Marcus Stritzke am 30.07.20, 10:49 Uhr

Die christlichen Mosaike der Hagia Sophia werden die Umwandlung nicht überleben. Wenn sie nicht „ausversehen“ zerstört werden, werden sie in ein Museum versetzt, was einer Zerstörung gleichkommt.

Die Kirche in Mehlauken, Arnau und Domnau sind dafür traurige Beispiele. Eine Restaurierung durch Deutsche wurde verhindert. In Arnau wurden die Fresken „ausversehen“ zerstört (von den Wänden geschlagen).

sitra achra am 28.07.20, 18:10 Uhr

Never surrender. Der Museldr... muss weg!
Es hat keinen Zweck, ein Jota zurückzuweichen. Die verstehen nur eine Sprache, die wir wieder erlernen sollten.
Außerdem haben wir Europäer eine weltweite Mission zu erfüllen. Unser kultureller Hintergrund fordert uns geradezu dazu auf, missionarisch tätig zu werden.
Die Verletzung der Menschenrechte durch Pseudoreligionen wie den Islam muss mit aller Macht weltweit bekämpft werden. Die taqiyya muss aufgedeckt und die bisher erfolgte Usurpation durch die Muselmanen muss konsequent revidiert werden, egal mit welchen Mitteln, am besten mit denen, die sie selbst vornehmlich anwenden.

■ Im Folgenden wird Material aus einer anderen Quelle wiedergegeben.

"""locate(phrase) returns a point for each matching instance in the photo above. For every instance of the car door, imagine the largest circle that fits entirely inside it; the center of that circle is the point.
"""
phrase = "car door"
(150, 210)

Rico Zwackel-Döhner am 27.07.20, 19:31 Uhr

Eine interessante Perspektive, die ich so noch nirgendwo gelesen habe. Danke dafür.

Jan Kerzel am 27.07.20, 14:51 Uhr

Ein differenzierender und interessanter Artikel zur Umwidmung der Hagia Sophia. Der Westen sollte wirklich aufhören, die Akteure des Nahen Ostens, einschließlich der Türkei, als Narren u.ä. zu bezeichnen. Das unermessliche Leid und Elend der letzten Jahrhunderte ,speziell in Europa, offenbaren größte Defizite. Jedes Problem, jede zeitgeschichtliche und politische Erscheinung kann und muss aus verschiedenen Perspektiven betrachtet werden, erst dann wird die Sache rund und das Urteil ausgewogen. Wir hier sind nicht der Mittelpunkt der Welt, unsere sehr spezifischen und subjektiven Ansichten und Einsichten taugen meist nicht für den weltweiten Export. Das werden wir wahrscheinlich in den kommenden Jahren und Jahrzehnten verstärkt lernen müssen. Der Autor hat diesen Aspekt ganz hervorragend und kenntnisreich herausgearbeitet.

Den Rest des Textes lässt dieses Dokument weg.